Par conséquent, vous l’aurez compris, la dissimulation de plaque d’un véhicule, même stationné, tombe sous le coup de l’article R. 317-8.

Une question reste si la plaque est dissimulée par un chiffon: peut-on estimer que cela relève de son entretien ? Une interprétation extensive (à laquelle les tibunaux n’ont parfois pas peur de s’adonner au mépris de l’article 111-4 du code pénal) pourrait le penser.

Et quid de la bache qui dissimule la plaque ? Ici encore, le juge pourrait estimer que l’obligation d’entretien exige que le dispositif mis en place (par ex la bache) permette de vérifier la plaque (par exemple partie transparente). C’est tout à fait possible techniquement mais si la bâche est là c’est surtout pour éviter le prix du stationnement.

    Ceci étant dit, ces poursuites sont très hypothétiques pour un véhicule en stationnement, sauf à être pris en flagrand délit.

    Et si le propriétaire n’est pas présent ?

    Ce n’est pas pertinent : celui qui est verbalisé ce n’est pas le conducteur mais le titulaire du certificat d’immatriculation, c’est à dire le propriétaire du véhicule, son gardien responsable de son entretien.

    Une jurisprudence de la cour de cassation (rare vu les enjeux dont il est question) le confirme (Cass. crim., 21 oct. 2015, n° 14-87.306. Lire en ligne : https://www.doctrine.fr/d/CASS/2015/JURITEXT000031374716) :

    “Attendu que, pour déclarer M. X… coupable, le jugement retient que cette infraction, qui concerne l’équipement du véhicule et non sa conduite, peut être relevée même si le véhicule n’est pas en mouvement et s’il n’y a pas de conducteur, que le véhicule était mis en circulation au sens du code de la route, dès lors qu’il se trouvait sur la voie publique, que le prévenu est le titulaire du certificat d’immatriculation et qu’il n’apporte pas la preuve contraire aux constatations de l’agent verbalisateur conformément aux prescriptions de l’article 537 du code de procédure pénale ;”
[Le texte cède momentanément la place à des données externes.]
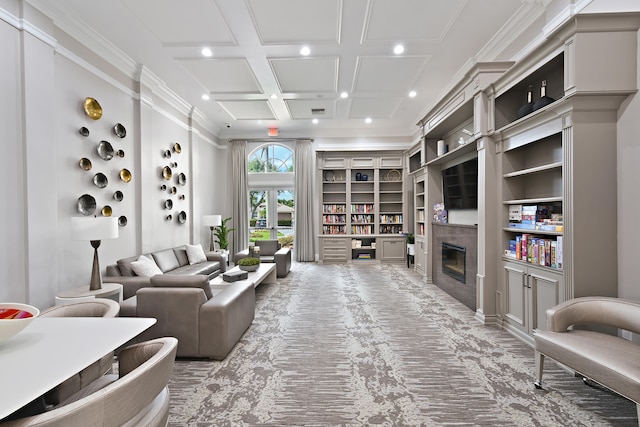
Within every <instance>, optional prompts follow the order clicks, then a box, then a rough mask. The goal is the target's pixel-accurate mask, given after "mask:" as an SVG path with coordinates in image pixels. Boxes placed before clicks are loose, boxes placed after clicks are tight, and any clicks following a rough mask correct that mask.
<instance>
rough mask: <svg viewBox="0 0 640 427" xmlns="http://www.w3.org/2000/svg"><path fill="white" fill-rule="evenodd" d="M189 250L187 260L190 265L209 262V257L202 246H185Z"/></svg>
mask: <svg viewBox="0 0 640 427" xmlns="http://www.w3.org/2000/svg"><path fill="white" fill-rule="evenodd" d="M185 246H186V248H187V258H188V259H189V264H190V265H193V264H199V263H201V262H205V261H206V260H207V256H206V255H205V254H204V249H202V246H201V245H185Z"/></svg>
    Si votre voisin ne vous aime pas, il a tout intérêt à coller des scotchs dans toute la rue, comme il aurait intérêt à dissimuler l’existence d’un stop pour que vous vous fassiez prendre. C’est tellement hypothétique que ça n’arrive pas. Et si ça arrive, vous auriez alors une action pour harcèlement et en dégradations contre le petit malin, en plus de l’action indemnitaire.

    Sanction

    Amende de 135 €

    Les autres textes

    Le code de la route est un vrai foutoir, modifié à longueur de temps par des députés qui voulaient chacun rajouter leur article, créant un ensemble sans aucune cohérence.
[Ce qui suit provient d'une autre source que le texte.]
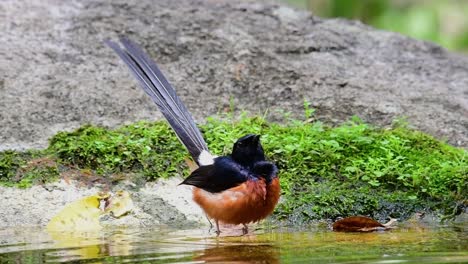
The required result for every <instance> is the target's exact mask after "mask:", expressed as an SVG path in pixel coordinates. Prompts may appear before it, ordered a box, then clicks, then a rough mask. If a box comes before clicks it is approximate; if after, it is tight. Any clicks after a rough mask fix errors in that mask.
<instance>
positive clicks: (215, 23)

    Voici d’autres articles :

    • R413-15 : il indique que s’équiper d’un dispositif dont la fonction est (notamment) de dissimuler la plaque, est strictement interdit, et fait risquer qui s’y adonne à une contravention de 5e classe, soit au maximum, une amende de 1500 euros accompagnée de la perte de 6 points sur le permis, et d’une potentielle annulation de ce dernier. 
    •  L317-4-1 qui n’a pas grand intérêt sauf à répéter ce qui est dit avant d’une autre manière

    Critique de cette réglementation

    L’impératif de prévisibilité et de clarté du droit pénal est totalement remis en cause avec cette réglementation.

    Le mis en cause peut risquer, pour le même fait selon comment il est caractérisé, des peines allant de 5 ans de prison, 3750 euros d’amende, l’annulation du permis à absolument rien. Si un prévenu est renvoyé devant le tribunal correctionnel (et non le tribunal de police) pour ce délit, il faudra bien évidemment plaider la relaxe et renvoyer vers le texte moins sévère.

    Tags

    Qu’est-ce que je risque si je cache ma plaque d’immatriculation ?
    Pourquoi ne pas afficher sa plaque d’immatriculation ?
    Quelle réglementation pour les plaques d’immatriculation ?
    Comment protéger sa plaque d’immatriculation ?

    Que risque-t-on à masquer sa plaque d’immatriculation ?

    masquer sa plaque d’immatriculation en stationnement
    Cache plaque immatriculation magnétique
    Couvre plaque immatriculation amovible
    Cache plaque immatriculation AUTOMATIQUE
    Cache plaque immatriculation tissu
    Cache plaque immatriculation Electrique
    Cache plaque immatriculation professionnel
    Cache plaque immatriculation personnalisé

    1 réflexion sur “Masquer sa plaque d’immatriculation : quel risque ?”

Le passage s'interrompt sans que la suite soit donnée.